用KATE实现中文的句向量

简介

本项目是在KATE模型的基础上进行的，在原项目的基础上实现：

中文语料的句向量化
用generator的方法进行模型的训练，避免因为用尽存储空间而被kill
句向量结果的K-Means聚类

原始的KATE模型代码详见：https://github.com/hugochan/KATE

KATE模型的论文详见： "KATE: K-Competitive Autoencoder for Text"

运行环境

This code is written in python.

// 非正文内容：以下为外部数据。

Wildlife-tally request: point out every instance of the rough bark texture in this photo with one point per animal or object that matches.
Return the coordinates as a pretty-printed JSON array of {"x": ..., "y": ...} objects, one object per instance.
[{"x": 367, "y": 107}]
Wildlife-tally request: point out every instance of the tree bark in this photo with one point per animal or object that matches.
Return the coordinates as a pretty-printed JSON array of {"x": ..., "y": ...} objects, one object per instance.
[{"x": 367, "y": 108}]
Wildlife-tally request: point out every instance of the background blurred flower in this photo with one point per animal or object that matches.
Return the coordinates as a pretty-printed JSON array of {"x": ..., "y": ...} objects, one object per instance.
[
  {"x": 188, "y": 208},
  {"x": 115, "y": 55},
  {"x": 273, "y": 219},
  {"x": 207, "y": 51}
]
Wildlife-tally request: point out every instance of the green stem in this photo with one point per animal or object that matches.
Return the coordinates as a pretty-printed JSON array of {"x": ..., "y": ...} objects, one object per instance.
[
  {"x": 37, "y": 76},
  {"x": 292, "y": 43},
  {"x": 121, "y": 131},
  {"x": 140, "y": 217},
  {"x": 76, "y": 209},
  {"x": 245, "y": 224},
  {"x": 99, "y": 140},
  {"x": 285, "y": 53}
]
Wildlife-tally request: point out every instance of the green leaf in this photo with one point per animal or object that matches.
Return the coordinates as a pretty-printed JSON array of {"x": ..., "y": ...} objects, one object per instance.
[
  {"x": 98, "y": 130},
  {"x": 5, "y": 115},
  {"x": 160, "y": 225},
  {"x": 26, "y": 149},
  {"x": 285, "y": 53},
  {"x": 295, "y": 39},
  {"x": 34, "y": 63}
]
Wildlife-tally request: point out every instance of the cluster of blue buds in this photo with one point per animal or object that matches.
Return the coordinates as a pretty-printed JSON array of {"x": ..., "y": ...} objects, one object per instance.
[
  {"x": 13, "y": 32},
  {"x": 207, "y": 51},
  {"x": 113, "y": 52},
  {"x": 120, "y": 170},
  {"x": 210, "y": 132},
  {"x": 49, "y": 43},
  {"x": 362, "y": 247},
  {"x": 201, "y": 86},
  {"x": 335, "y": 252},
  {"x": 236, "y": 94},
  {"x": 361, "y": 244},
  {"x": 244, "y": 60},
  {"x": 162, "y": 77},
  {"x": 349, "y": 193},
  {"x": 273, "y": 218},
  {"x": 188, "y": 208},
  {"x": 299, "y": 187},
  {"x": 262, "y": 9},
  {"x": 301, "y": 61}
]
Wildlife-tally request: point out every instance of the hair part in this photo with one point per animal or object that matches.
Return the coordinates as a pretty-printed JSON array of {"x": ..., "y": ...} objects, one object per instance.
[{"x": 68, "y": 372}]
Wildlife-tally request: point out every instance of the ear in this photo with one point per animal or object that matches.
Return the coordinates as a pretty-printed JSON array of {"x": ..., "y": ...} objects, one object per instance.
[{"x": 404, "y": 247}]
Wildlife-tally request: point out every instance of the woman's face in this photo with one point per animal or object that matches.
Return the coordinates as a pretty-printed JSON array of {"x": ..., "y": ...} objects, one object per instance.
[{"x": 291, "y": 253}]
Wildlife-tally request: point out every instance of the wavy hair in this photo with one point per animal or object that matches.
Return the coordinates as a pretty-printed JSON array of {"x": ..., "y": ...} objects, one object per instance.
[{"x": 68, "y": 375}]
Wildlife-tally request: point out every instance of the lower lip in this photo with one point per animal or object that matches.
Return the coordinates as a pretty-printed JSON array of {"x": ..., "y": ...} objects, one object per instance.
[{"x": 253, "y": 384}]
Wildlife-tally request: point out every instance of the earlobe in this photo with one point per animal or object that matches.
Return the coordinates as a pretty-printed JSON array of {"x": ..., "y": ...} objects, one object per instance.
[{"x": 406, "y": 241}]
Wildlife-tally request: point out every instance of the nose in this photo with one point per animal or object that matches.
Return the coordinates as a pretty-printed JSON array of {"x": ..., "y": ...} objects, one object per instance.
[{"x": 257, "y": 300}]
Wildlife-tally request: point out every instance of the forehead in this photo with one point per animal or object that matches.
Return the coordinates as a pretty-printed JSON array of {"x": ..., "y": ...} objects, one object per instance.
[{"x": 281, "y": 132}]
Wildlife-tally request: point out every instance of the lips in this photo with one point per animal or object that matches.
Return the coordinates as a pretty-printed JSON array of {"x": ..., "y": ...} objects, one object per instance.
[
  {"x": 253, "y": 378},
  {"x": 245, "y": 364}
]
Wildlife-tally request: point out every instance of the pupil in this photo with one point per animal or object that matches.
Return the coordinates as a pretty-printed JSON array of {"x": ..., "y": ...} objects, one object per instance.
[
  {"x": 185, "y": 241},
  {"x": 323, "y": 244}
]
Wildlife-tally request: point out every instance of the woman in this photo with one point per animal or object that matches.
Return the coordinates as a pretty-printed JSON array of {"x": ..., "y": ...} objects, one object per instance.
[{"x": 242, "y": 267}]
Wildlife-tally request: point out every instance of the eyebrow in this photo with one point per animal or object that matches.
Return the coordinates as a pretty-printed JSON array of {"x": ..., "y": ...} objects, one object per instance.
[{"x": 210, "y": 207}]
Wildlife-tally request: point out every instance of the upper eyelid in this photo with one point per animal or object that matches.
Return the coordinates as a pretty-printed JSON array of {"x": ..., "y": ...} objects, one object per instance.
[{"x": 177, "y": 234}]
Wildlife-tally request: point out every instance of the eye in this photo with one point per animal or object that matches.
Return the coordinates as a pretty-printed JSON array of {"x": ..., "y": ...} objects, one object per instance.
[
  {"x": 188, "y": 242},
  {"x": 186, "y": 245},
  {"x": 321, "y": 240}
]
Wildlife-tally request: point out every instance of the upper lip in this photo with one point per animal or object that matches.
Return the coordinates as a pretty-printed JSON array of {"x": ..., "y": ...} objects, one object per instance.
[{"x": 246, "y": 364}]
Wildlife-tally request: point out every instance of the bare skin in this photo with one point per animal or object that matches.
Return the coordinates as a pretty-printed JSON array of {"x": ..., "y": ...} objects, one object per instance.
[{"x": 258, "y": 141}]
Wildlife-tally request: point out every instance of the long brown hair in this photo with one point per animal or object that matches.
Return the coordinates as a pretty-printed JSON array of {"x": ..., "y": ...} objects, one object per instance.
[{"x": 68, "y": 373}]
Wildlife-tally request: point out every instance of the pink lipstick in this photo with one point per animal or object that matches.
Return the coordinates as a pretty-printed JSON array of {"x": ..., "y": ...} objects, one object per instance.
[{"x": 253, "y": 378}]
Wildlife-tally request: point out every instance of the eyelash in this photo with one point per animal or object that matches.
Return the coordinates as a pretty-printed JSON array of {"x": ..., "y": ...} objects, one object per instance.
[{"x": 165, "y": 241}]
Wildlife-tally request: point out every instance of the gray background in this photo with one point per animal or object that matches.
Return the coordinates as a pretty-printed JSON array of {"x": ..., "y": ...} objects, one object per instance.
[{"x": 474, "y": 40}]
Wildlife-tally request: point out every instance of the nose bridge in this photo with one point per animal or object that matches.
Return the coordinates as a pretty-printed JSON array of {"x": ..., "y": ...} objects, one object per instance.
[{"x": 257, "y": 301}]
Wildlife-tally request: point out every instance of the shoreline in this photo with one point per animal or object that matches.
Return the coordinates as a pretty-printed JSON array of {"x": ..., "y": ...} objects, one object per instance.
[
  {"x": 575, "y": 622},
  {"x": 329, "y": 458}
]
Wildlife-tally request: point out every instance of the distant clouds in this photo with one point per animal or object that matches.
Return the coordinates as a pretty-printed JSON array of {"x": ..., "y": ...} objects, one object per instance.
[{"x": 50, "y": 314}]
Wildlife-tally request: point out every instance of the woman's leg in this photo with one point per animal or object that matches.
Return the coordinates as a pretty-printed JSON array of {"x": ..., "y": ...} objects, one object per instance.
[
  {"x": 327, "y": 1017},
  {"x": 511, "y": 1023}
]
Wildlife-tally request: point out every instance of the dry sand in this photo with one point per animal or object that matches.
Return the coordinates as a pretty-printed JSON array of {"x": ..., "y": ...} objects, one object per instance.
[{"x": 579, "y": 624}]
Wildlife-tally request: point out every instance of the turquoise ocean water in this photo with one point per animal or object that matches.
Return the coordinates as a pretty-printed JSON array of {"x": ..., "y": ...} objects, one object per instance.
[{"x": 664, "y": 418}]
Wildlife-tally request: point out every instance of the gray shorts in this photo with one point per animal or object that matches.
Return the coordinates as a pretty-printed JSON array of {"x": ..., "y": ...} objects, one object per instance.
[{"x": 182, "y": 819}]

To use it you will need:

Python 2.7
A recent version of Numpy
A recent version of NLTK
Tensorflow >= 1.0
Keras >=2.0

程序运行

模型训练

模型训练主要分为两个步骤

训练集语料生成，运行：

python construct_chinese_train_corpus.py -train [train_path] -o [out_dir] -od [output_dictionary_dir] -threshold [word_freq_threshold] -topn [top_n_words]

得到语料集以及训练集的语料表示

训练KATE模型，运行：

python train.py -i [train_data] -nd [num_topics] -ne [num_epochs] -bs [batch_size] -nv [num_validation] -ctype kcomp -ck [top_k] -sm [model_file] -o [output_doc_codes]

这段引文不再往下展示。